So he quieted some, setting there on the kitchen steps, with Old Man Ash and the other niggers moving around inside the kitchen, and he says, “I will try anything you can sujest. I done tried ever’thing I knowed and ever’thing anybody else told me to. I done held my breath and drunk water until I feel just like one of these hyer big automobile tahrs they use to advertise with, and I hung by my knees offen that limb yonder for fifteen minutes and drunk a pint bottle full of water upside down, and somebody said to swallow a buckshot and I done that. And still I got them. What do you know that I can do?”
“Well,” I says, “I don’t know what you would do.

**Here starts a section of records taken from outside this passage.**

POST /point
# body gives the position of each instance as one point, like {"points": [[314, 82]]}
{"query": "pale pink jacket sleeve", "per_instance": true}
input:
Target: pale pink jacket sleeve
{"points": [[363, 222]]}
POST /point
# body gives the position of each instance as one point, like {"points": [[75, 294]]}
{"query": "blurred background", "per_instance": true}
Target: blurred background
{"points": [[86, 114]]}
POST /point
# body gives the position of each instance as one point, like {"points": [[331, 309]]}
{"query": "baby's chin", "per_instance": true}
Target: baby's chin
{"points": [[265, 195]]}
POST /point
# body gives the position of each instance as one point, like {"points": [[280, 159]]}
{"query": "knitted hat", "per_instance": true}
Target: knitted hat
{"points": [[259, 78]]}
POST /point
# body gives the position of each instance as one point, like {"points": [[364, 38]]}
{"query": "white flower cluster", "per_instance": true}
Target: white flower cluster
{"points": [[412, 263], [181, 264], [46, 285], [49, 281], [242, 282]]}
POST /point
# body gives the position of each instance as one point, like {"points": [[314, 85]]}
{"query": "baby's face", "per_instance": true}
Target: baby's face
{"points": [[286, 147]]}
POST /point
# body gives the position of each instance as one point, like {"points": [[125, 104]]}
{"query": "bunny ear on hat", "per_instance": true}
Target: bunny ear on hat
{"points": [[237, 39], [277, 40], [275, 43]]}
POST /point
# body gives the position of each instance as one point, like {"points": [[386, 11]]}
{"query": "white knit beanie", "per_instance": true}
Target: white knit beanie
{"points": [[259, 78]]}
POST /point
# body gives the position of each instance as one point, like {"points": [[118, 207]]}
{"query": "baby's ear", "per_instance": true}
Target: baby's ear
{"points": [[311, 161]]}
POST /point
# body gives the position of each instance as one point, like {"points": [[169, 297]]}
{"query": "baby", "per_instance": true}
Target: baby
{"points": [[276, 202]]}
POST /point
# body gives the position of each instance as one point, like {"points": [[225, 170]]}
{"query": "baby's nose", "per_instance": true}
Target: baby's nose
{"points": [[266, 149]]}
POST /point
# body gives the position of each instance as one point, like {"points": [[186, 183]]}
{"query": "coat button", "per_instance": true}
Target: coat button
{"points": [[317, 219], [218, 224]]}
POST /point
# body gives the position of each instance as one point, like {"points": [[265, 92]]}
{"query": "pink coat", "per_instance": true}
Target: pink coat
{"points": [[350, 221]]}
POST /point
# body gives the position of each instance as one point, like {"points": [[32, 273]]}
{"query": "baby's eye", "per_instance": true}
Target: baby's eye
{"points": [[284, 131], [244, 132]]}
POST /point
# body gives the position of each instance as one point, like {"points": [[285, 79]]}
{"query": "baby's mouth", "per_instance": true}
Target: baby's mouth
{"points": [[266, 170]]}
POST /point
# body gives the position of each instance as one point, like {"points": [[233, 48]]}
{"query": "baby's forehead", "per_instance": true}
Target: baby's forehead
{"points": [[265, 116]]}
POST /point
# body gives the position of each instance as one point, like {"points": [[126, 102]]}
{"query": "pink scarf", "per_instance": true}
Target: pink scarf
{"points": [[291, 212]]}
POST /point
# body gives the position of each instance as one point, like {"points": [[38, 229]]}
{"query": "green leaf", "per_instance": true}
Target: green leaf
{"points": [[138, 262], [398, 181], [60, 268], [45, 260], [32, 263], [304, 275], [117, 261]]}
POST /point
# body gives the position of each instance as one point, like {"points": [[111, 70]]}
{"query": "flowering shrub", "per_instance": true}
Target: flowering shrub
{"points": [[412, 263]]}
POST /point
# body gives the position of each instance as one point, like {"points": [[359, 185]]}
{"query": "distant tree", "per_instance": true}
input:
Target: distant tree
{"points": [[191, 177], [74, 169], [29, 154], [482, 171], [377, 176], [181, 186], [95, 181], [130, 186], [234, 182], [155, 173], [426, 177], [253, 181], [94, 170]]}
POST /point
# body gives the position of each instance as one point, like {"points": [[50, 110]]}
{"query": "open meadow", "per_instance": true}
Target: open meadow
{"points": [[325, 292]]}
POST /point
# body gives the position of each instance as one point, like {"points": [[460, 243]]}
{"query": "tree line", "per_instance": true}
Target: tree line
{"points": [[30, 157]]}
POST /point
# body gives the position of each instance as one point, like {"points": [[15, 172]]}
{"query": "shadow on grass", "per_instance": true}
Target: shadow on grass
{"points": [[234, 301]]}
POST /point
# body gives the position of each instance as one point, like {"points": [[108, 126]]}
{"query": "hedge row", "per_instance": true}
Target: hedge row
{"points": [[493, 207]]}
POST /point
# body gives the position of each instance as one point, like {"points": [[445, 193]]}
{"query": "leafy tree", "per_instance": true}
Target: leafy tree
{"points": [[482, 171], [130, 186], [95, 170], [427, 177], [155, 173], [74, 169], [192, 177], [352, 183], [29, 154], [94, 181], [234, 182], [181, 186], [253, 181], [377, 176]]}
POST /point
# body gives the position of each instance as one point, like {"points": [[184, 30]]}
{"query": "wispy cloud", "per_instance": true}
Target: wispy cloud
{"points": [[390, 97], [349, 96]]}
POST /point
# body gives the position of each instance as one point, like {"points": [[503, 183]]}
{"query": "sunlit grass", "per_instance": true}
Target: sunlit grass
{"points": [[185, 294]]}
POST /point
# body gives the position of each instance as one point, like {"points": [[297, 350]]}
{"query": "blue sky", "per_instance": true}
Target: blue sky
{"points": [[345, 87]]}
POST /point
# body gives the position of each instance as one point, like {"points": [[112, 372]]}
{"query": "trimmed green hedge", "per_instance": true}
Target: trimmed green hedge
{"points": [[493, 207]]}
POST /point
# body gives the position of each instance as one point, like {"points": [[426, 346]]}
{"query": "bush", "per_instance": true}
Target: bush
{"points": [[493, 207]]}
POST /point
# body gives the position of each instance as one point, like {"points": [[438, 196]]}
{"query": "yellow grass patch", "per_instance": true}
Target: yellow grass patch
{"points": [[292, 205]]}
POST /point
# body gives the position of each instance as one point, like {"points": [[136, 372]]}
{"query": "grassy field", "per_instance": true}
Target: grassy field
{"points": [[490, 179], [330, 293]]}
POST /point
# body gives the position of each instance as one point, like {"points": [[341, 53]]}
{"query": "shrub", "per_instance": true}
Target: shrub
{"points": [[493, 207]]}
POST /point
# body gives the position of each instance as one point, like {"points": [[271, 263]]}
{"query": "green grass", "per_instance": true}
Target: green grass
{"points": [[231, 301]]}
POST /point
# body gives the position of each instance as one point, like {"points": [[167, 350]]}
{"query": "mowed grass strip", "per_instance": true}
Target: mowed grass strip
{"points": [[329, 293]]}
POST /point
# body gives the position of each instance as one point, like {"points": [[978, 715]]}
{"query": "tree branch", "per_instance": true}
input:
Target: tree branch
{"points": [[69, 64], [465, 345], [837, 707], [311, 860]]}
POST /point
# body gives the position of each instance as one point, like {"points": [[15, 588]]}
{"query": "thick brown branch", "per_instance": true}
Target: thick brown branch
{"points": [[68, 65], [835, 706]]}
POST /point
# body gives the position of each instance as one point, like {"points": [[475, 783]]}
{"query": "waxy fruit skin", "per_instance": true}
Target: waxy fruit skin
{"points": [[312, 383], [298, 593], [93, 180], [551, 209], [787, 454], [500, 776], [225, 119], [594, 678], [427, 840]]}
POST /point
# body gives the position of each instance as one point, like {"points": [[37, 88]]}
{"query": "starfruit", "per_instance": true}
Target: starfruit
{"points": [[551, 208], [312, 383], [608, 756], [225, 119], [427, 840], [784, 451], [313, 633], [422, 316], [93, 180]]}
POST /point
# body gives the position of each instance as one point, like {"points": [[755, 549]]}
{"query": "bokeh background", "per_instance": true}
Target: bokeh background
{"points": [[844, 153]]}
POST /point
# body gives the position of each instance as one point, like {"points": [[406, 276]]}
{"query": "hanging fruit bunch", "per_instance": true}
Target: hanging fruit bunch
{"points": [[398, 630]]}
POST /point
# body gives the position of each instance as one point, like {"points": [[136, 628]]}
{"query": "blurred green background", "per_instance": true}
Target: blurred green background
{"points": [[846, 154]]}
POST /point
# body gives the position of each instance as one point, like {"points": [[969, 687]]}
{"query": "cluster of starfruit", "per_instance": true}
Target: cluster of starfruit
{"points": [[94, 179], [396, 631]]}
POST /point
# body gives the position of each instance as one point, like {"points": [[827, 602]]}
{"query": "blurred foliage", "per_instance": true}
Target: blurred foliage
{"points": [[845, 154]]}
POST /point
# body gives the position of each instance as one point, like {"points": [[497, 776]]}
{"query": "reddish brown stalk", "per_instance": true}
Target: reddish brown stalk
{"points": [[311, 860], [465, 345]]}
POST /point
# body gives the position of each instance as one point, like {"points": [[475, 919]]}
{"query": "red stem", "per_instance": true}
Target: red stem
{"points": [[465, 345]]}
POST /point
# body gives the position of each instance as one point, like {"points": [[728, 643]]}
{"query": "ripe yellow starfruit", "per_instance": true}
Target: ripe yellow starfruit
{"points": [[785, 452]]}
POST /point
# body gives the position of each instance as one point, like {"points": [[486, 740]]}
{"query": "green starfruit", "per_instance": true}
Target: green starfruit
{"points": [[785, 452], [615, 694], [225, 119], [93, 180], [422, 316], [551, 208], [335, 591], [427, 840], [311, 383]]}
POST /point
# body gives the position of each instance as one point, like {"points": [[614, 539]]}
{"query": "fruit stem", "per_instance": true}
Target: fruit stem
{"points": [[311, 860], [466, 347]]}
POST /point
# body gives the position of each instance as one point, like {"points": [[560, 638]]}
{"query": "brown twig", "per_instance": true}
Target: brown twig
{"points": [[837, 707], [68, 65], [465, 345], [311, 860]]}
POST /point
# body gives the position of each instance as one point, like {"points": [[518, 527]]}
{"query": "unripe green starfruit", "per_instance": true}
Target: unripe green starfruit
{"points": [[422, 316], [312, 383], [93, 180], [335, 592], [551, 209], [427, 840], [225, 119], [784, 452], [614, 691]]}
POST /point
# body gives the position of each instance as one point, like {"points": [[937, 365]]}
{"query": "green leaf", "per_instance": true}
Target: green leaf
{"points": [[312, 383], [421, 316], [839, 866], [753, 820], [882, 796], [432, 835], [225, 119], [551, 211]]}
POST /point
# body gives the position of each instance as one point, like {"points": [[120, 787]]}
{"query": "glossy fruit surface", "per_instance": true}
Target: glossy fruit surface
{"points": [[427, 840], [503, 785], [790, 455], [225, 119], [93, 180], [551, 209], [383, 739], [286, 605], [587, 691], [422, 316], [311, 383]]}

But if hit was me that had them, I’d go up to the mound and get old John Basket to cure me.”
Then he set right still, and then he turned slow and looked at me; I be dog if for a minute he didn’t even hiccup. “John Basket?” he says.
“Sho,” I says. “Them Indians knows all sorts of dodges that white doctors ain’t hyeard about yet. He’d be glad to do that much for a white man, too, them pore aboriginees would, because the white folks have been so good to them—not only letting them keep that ere hump of dirt that don’t nobody want noways, but letting them use names like ourn and selling them flour and sugar and farm tools at not no more than a fair profit above what they would cost a white man. I hyear tell how pretty soon they are even going to start letting them come to town once a week. Old Basket would be glad to cure them hiccups for you.”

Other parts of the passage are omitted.